At Severndroog Castle there will be talks about its history and the Trust’s plans for its restoration every hour from 10.00am to 3.00pm on Sunday, and some of the Trustees and the Heritage Manager will be there to answer questions. There will also be an information stall and refreshments, but the castle won’t be open.
I picked up a brochure giving details of what buildings are open and when from the library earlier in the week, and there are some 840 entries this year. Details are also available on the Open House web site. It’s a little disappointing that fewer of our local architectural gems are open: for example the listing doesn’t include the Royal Artillery Barracks, St George’s Garrison Church or Woolwich Town Hall – all of which have been open in previous years. Nor does it include the Crossness Engine House this year.

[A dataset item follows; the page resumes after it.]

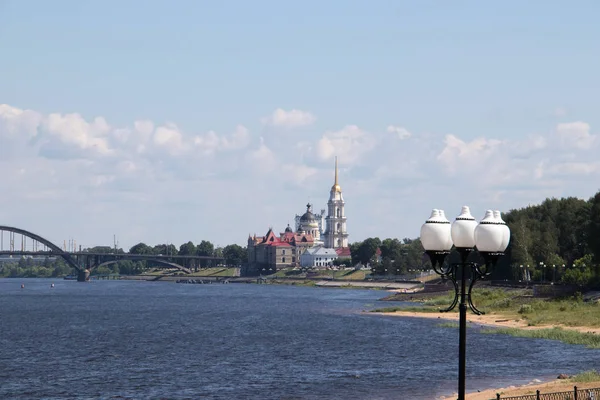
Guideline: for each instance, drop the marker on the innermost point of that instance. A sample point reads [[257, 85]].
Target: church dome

Earlier in the year Open House asked for suggestions about what buildings we thought should be included in the event. I sent them the following list of amazing buildings which I think are significant locally, and which I’d love to see inside:
The Royal Military Academy Woolwich
The Water Tower at the top of Shooters Hill, and the Brooke Hospital Water Tower at the bottom of Shooters Hill
Herbert Pavilions, Shooters Hill Road – formerly the Royal Herbert Hospital
The former Woolwich Polytechnic buildings around Polytechnic Street in Woolwich
The art deco cinemas in Woolwich – The Granada Cinema, Powis Street and The Odeon Theatre, now the New Wine Church
One of Berthold Lubetkin‘s modernist terrace at 85-91 Genesta Road
But none of them are in the brochure – wouldn’t it be great if they were open for visitors?
Don’t misunderstand me, there’s still a huge number of interesting buildings to see, all round London, and some new ones close to home. The Woolwich Arsenal Clock Tower restoration sounds fascinating, and there’s also an intriguing sounding tour round Woolwich’s squares with a landscape architect.
I’m just greedy to see even more of our local historic buildings.